En primer lugar, es cierto que el título es inadecuado en el mejor de los casos. Decir que el sexo es un espectro puede generar en los lectores no especializados la idea de que existen más sexos entre el macho y la hembra, o que se puede ser más o menos masculino/femenino, de acuerdo a cómo te ubiques en el continuo fenotípico que aparece en el mapa conceptual. No obstante, si leemos a conciencia el artículo, y otros trabajos que se han enfocado desde entonces en una visión similar, lo que ocurre es que no se están restringiendo a gametos o cromosomas. No están hablando de que haya múltiples sexos entre macho y hembra, sino explicar cómo los distintos factores que intervienen en la determinación sexual individual dan lugar a una miríada de TSD y condiciones intersexuales, lo que se puede notar en las flechas y los colores usados (de nuevo, el diseño del esquema no lo hace fácil). Es decir, no es que el sexo biológico (sea gamético/cromosómico) en el ser humano sea un espectro, sino que los mecanismos y factores que intervienen en la determinación individual sí se combinan en un espectro de fenotipos con suficiente ambigüedad para alejarse del fenotipo promedio de macho o hembra, y retar lo que se suele entender como sexo de forma absoluta.

En segundo lugar, la palabra espectro en condiciones de desarrollo y salud –y esto lo entiendo de forma muy personal- también está mal entendida. Así como pasa cuando se habla del trastorno del espectro autista, aún se suele entender espectro como gradiente, en un sentido lineal, donde estar hacia un extremo u otro significa ser más o menos autista. Esto es un error, pues al hablar de espectro se visualiza como un continuo de diferentes rasgos, cuya combinación es variable entre personas dentro de dicho espectro: es decir, que no es que una persona sea más o menos autista, sino que ciertos rasgos serán más o menos profundos en una u otra persona (piensen en una rueda de arcoíris, donde cada color será un rasgo determinado, y dependiendo de la intensidad del rasgo será un color muy oscuro o tenue). En ese sentido, un problema importante en el mapa conceptual de SciAm es que, si bien intenta representar esa complejidad combinada de factores con las flechas y mensajes, la línea de tonos coloridos entre macho y hembra guía de inmediato la vista del lector y genera la mencionada confusión sobre ser “más” o “menos” macho o hembra. En mi opinión, un esquema circular quizás habría sido más intuitivo a la hora de transmitir la información de forma adecuada sobre los factores que determinan el sexo y el género a nivel individual, aunque probablemente habría dificultado ejemplificar los distintos TDS.

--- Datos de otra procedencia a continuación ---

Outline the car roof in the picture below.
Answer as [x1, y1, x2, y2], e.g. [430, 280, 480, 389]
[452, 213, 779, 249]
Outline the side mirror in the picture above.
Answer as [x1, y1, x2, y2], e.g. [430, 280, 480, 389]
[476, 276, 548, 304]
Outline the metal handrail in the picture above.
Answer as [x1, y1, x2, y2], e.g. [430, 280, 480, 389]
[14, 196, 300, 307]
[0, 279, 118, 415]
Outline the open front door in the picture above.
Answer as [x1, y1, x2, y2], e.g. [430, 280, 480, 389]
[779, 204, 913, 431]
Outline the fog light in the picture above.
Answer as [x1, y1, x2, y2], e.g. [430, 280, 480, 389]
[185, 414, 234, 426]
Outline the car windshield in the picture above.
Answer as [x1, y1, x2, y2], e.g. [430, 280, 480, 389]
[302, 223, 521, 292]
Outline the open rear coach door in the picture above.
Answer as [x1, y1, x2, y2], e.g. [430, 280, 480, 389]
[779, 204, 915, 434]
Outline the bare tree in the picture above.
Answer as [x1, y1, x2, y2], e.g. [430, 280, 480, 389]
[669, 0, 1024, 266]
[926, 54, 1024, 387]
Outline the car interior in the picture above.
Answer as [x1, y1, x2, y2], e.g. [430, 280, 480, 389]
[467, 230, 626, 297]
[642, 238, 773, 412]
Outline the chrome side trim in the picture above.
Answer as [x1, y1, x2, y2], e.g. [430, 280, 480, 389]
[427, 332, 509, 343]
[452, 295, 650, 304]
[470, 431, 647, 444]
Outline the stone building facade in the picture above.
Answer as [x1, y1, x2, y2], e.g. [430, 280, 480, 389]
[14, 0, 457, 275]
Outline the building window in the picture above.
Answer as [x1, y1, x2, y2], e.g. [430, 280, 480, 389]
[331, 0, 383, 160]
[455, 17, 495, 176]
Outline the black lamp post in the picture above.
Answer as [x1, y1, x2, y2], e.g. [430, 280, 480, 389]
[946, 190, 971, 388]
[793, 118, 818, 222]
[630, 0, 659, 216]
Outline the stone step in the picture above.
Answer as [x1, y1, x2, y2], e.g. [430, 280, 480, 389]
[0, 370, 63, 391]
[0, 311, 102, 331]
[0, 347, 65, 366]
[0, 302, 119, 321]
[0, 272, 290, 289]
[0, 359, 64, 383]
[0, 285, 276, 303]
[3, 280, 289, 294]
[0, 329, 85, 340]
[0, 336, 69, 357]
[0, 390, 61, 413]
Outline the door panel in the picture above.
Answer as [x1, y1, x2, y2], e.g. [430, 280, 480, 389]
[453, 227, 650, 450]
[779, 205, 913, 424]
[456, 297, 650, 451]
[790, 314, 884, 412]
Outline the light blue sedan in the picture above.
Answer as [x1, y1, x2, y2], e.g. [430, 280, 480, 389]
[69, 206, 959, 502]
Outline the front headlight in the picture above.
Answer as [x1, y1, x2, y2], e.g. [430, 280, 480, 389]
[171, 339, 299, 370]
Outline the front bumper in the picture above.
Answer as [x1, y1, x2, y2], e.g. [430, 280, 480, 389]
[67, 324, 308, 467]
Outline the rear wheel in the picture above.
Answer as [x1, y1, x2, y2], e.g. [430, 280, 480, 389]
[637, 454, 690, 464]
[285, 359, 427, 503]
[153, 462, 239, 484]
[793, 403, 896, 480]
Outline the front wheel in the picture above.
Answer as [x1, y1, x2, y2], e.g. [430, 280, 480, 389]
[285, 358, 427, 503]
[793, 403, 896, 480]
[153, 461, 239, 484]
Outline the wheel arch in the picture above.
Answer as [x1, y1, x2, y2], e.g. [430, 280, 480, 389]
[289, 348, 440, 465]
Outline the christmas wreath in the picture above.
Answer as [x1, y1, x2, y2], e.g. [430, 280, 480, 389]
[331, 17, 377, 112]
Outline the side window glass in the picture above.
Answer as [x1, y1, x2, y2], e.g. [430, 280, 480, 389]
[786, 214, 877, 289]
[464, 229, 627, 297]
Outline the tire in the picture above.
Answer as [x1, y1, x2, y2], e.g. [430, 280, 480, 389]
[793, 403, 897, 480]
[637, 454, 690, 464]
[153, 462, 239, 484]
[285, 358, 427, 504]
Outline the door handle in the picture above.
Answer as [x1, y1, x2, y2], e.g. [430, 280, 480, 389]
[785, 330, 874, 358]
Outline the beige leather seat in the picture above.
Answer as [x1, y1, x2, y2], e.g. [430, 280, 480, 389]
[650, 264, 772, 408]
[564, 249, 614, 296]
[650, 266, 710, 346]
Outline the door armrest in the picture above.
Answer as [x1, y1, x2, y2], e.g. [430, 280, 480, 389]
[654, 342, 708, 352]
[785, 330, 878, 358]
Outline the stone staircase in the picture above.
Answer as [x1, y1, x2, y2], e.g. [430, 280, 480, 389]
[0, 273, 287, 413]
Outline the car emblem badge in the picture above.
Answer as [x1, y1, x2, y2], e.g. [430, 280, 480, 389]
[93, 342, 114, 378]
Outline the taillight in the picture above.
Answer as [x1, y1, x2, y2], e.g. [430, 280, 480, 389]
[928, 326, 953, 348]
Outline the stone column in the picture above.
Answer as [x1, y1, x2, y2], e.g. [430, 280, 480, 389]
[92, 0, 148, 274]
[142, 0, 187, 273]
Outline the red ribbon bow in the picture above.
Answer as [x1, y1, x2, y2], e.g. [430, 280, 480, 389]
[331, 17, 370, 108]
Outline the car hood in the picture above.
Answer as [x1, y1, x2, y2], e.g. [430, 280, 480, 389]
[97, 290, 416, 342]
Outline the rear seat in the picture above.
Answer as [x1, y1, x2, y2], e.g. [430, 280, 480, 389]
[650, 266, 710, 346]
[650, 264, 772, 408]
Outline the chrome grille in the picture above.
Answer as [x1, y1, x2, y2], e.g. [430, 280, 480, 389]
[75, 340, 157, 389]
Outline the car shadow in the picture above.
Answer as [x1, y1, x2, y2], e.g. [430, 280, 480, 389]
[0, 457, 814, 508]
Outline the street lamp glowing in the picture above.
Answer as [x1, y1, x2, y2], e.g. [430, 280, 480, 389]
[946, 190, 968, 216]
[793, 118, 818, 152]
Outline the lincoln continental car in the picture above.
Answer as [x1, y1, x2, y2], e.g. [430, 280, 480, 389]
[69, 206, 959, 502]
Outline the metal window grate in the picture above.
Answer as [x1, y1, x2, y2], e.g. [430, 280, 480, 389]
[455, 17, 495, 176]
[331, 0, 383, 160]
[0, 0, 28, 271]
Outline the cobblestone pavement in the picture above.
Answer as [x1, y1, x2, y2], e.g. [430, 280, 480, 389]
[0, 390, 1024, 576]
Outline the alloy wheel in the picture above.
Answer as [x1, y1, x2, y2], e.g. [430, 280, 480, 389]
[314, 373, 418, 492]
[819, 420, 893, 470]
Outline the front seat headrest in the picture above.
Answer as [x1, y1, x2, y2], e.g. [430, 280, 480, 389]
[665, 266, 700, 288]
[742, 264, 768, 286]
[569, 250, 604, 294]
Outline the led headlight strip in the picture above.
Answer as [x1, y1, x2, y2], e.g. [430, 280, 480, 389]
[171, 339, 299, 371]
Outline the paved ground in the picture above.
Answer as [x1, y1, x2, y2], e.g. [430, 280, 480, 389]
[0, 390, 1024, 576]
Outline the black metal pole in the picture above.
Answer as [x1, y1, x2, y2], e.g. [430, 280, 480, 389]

Otra parte de la confusión yace en la diferencia conceptual que manejan defensores y detractores en cuanto a ser intersexual. La intersexualidad, en un sentido amplio, es una condición donde el conjunto de características sexuales no encajan con las nociones binarias típicas sobre fenotipos masculinos o femeninos. En una persona intersexual, el sexo asignado al nacer tiende a ser ambiguo entre sus genitales externos y sus otros caracteres fenotípicos; y como hemos visto con casos como la deficiencia en 5-alfa reductasa, antes de la pubertad puede ser incluso más confuso. Si volvemos al mapa conceptual de SciAm, vemos que dentro del concepto de intersexual no entran sólo las ambigüedades genitales, sino que a menudo también se tienen en cuenta condiciones cromosómicas como el síndrome de Turner (45 X0) o el síndrome de Klinefelter (47 XXY), los cuales dan lugar a una distinta alineación de rasgos fenotípicos.

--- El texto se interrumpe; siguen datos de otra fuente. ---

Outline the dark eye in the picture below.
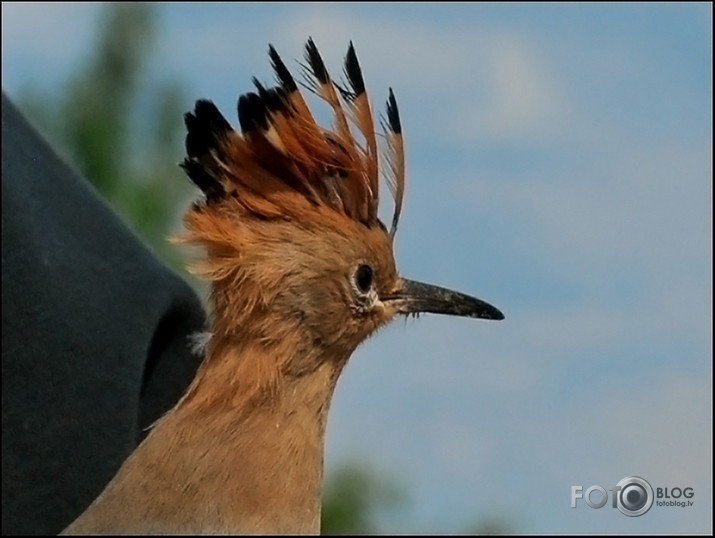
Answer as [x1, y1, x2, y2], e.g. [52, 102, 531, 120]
[354, 264, 373, 293]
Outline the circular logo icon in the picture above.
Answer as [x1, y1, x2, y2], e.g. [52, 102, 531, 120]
[616, 476, 653, 517]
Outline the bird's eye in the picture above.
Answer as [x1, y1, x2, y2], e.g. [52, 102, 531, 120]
[354, 264, 374, 293]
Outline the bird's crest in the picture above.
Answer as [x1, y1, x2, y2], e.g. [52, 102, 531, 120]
[182, 39, 405, 237]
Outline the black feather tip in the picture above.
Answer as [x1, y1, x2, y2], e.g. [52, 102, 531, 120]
[268, 45, 298, 93]
[387, 88, 402, 134]
[344, 41, 365, 97]
[184, 99, 232, 157]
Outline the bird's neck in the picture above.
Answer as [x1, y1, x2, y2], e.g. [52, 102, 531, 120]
[67, 340, 342, 534]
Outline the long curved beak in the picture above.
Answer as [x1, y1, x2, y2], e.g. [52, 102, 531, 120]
[383, 279, 504, 320]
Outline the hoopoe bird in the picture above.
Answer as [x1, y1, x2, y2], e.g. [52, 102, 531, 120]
[64, 39, 504, 534]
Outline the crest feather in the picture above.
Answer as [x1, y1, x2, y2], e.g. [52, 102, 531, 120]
[181, 39, 405, 236]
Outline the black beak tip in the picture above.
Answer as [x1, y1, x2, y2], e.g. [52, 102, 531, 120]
[485, 307, 505, 321]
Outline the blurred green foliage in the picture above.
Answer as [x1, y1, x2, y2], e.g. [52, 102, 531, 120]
[19, 3, 196, 271]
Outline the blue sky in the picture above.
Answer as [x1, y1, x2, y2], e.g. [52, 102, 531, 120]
[2, 3, 713, 533]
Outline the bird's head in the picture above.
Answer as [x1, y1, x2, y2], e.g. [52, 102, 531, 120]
[182, 40, 503, 382]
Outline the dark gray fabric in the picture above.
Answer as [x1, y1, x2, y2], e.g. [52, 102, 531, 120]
[2, 94, 205, 534]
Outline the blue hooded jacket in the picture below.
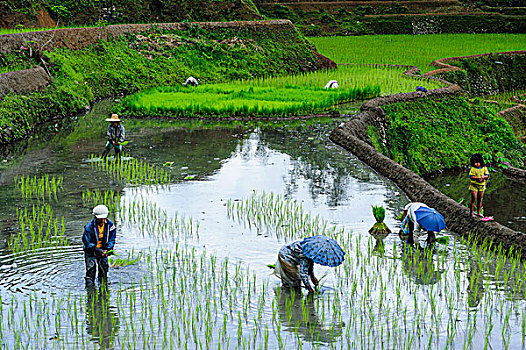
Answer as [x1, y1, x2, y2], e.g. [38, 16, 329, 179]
[82, 218, 117, 253]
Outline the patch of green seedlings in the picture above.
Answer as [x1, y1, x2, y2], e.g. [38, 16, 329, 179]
[82, 189, 121, 213]
[90, 155, 171, 185]
[15, 174, 64, 200]
[8, 204, 68, 253]
[120, 82, 380, 118]
[369, 205, 391, 236]
[309, 34, 526, 72]
[108, 250, 142, 268]
[227, 192, 344, 240]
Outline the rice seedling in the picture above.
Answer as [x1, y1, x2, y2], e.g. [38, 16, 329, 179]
[82, 189, 121, 213]
[309, 34, 526, 72]
[15, 174, 64, 200]
[118, 82, 380, 118]
[8, 204, 68, 253]
[90, 155, 171, 185]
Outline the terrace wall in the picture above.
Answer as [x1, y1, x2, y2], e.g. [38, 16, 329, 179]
[330, 64, 526, 257]
[0, 20, 295, 53]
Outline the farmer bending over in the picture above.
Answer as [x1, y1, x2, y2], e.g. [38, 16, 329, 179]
[82, 205, 117, 284]
[274, 235, 345, 293]
[401, 202, 446, 244]
[102, 114, 125, 158]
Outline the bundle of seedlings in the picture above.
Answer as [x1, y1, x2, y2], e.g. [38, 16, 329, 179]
[369, 205, 391, 237]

¿Y qué tan común es la intersexualidad dentro de nuestra especie? Aquí es donde entra la discrepancia con detractores del concepto de espectro sexual como Wright y Dawkins, quien “aportó” recientemente al debate con una pieza de opinión en The New Statesman, que es uno de los trabajos más débiles y sesgados que podría esperarse de parte suya. En su libro del año 2000 Sexing the Body: Gender Politics and the Construction of Sexuality (Sexando el cuerpo: políticas de género y la construcción de la sexualidad), y en un artículo del mismo año donde fue coautora, la sexóloga Anne Fausto-Sterling, una de las principales científicas feministas, enfocadas en el desarrollo sexual y los estados intersexuales, argumentó, basada en la revisión de literatura científica, que la prevalencia de desarrollos sexuales no dimórficos es de aproximadamente 1,7%. Esta cifra fue puesta en duda inicialmente por el médico Leonard Sax, quien en trabajos de 2002 y 2005 recalculó la cifra descartando trastornos como la hiperplasia adrenal congénita de inicio tardío (en inglés, LOCAH), condiciones de sexo cromosómico como los mencionados en el párrafo anterior, entre otros, por considerar que en tales casos el sexo cromosómico y el fenotípico son coincidentes, llegando así a una cifra mucho más modesta de 0,018% de prevalencia de intersexualidad, considerando únicamente ambigüedades genitales y discrepancias entre cromosoma y fenotipo. Estudios posteriores siguiendo el mismo criterio llegan a cifras similares, entre 0,05-0,37%.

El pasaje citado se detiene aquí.